THE PROPHET OF BISHOP HILL, Chicago Dramatists. If you want to experience the power of theatrical hokum, go see David Rush’s The Prophet of Bishop Hill. With a lot of stagy courtroom dramatics and folksy historical reenactments, the play is about as hokey as can be. But Rush proves himself a master showman, creating an engrossing, morally challenging narrative in a form any community theater could handle.

This historical drama follows iconoclastic Swedish preacher Eric Janson, who in 1846 brought 1,200 of his persecuted followers across the Atlantic to the western Illinois wilderness, where they built a “communal utopia” and Janson preached that the key to salvation was to become “perfect” like him. Eventually a shady salesman named John Root infiltrated the colony, married Janson’s cousin, and assassinated the prophet. Rush tells the story in a bold, straightforward manner, using Root’s murder trial as a framing device and casting the audience as jury: each scene of Janson’s descent into near madness must be weighed against Root’s claim of self-defense.
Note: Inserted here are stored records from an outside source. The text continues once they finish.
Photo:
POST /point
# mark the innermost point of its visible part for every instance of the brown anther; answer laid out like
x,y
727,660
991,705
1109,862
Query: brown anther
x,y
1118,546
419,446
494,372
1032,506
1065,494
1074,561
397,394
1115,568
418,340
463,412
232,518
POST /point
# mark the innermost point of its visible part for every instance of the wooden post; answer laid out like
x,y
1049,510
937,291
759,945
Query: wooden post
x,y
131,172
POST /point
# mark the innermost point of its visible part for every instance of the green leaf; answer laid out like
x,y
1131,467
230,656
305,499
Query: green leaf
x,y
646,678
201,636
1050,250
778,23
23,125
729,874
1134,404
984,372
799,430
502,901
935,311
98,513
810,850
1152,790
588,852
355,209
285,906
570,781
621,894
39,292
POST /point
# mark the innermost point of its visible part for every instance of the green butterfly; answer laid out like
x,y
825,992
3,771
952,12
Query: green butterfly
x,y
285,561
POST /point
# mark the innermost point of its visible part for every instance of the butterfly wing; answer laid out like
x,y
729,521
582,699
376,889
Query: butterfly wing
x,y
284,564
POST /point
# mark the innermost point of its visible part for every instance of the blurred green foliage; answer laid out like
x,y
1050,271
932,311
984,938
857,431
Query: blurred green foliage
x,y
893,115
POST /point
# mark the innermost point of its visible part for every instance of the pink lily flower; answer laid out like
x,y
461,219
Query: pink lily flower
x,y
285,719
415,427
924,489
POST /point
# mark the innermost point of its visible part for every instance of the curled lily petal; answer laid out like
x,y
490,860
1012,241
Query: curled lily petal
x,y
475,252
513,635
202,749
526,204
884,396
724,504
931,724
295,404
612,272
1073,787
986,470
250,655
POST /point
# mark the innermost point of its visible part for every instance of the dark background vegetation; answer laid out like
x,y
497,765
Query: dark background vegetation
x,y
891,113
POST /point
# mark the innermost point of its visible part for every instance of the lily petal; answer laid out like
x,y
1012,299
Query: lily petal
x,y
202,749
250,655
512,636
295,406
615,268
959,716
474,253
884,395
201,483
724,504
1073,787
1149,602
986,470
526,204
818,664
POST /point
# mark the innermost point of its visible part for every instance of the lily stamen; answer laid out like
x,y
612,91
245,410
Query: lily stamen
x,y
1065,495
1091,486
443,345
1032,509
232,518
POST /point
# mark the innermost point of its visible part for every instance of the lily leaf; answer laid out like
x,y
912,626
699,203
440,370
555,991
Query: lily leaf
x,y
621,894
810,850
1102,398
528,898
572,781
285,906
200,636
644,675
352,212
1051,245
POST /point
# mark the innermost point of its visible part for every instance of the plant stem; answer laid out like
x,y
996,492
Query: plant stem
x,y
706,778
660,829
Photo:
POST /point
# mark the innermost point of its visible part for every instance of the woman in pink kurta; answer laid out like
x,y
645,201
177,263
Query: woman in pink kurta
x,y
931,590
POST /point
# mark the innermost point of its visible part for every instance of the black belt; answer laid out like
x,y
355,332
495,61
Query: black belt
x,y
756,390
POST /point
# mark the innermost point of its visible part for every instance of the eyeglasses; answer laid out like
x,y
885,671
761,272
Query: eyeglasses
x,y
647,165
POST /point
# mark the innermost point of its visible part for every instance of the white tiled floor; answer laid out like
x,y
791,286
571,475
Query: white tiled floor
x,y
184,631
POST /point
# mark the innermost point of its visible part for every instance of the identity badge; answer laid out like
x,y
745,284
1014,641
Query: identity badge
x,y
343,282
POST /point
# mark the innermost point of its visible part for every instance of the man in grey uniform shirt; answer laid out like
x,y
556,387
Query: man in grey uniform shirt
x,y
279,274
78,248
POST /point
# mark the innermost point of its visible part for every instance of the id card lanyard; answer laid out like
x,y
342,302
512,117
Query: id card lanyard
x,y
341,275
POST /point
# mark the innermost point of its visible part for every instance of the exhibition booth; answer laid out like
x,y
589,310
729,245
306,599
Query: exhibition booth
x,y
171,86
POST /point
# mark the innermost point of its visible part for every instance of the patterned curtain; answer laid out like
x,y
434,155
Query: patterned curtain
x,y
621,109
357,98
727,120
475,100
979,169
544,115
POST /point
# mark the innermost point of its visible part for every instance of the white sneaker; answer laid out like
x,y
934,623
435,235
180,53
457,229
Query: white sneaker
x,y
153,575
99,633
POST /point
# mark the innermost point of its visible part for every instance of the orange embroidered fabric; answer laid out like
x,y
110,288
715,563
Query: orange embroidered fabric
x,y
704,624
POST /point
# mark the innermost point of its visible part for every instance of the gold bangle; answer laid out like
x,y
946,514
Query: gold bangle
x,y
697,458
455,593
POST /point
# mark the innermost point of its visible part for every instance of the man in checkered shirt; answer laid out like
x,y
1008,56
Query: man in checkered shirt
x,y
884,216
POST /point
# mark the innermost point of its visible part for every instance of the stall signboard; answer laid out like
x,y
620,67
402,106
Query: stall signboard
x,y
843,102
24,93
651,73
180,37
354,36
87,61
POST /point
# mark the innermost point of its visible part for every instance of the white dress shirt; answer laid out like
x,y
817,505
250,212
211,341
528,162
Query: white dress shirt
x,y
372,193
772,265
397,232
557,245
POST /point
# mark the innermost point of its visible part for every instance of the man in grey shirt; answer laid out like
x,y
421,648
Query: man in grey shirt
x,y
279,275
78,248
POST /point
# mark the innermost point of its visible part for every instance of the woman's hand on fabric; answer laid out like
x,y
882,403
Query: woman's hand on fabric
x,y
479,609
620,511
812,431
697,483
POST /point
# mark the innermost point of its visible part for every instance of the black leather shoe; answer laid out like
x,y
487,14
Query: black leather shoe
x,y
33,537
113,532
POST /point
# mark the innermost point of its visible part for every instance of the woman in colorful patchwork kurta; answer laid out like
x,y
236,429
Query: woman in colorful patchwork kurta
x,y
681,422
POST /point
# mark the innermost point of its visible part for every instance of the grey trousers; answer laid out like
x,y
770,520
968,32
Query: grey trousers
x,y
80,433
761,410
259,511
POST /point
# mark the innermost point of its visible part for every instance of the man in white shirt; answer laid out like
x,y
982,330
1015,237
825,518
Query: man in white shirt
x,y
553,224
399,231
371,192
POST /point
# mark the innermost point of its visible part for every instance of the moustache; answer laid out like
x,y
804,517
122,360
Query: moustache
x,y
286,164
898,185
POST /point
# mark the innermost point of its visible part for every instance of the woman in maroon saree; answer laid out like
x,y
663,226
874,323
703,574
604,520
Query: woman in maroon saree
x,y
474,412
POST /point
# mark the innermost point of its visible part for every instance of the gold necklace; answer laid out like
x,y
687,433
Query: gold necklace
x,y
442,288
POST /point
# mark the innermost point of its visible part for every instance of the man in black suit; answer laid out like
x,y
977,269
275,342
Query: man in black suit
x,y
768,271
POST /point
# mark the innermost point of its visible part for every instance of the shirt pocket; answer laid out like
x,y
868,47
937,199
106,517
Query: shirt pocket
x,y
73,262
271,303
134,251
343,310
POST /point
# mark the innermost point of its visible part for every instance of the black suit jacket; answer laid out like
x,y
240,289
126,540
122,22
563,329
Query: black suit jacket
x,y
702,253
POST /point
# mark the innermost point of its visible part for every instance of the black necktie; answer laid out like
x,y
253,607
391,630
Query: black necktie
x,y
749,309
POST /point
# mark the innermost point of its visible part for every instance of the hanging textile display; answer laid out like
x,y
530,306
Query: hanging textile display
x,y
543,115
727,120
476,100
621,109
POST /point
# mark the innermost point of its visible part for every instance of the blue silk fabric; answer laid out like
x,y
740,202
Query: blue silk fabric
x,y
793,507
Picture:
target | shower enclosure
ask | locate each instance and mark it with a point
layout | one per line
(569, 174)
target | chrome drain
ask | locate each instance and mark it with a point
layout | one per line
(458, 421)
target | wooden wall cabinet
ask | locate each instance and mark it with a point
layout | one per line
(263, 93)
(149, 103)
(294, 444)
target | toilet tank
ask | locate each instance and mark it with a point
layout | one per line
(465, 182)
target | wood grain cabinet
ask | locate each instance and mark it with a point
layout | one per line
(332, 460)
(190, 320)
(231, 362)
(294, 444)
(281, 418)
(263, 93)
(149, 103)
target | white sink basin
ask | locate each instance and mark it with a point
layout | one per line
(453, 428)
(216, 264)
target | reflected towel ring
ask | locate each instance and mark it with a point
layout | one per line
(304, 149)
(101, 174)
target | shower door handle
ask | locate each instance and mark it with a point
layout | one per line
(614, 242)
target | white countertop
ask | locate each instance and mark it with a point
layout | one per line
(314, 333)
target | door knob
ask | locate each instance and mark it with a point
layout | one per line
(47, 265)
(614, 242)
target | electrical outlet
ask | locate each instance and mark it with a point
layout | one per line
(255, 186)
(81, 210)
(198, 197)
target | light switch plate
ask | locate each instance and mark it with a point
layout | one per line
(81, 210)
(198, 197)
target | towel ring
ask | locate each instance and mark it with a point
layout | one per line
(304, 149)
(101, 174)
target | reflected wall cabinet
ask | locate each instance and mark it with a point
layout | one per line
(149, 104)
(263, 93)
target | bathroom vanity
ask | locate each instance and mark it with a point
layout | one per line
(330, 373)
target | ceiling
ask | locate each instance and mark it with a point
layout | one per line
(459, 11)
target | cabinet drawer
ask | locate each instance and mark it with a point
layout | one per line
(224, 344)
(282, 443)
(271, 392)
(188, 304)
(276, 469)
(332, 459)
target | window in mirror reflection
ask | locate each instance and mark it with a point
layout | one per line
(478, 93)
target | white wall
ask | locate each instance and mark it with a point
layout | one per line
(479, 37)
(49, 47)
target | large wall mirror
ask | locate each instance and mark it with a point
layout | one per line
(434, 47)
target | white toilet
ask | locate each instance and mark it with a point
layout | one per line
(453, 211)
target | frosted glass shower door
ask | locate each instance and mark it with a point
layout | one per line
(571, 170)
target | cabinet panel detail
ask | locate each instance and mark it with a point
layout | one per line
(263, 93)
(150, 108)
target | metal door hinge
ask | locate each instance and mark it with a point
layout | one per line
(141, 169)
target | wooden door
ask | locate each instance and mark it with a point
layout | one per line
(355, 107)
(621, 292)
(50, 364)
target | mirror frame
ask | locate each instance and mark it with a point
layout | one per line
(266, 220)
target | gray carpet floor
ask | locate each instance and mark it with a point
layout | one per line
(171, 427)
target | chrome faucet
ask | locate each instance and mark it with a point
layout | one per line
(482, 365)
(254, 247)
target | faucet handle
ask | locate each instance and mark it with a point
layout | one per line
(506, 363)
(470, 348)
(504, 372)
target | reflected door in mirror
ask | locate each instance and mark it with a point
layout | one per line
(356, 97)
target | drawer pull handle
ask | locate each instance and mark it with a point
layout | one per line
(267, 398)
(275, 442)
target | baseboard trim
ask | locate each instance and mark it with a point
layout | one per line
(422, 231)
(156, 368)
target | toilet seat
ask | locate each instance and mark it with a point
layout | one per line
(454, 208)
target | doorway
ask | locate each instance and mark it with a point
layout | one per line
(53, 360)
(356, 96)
Rush’s greatest achievement is the character of Janson, a tortured visionary as monstrous as he is heroic. Richard Marlatt turns in a towering performance, taking the preacher to the heights of arrogant zealotry without sacrificing the naivete that makes the man more pitiable than depraved.

Given its theatrical stodginess, The Prophet of Bishop Hill may seem 30 years out of date. But sometimes all you need in the theater is a great story well told.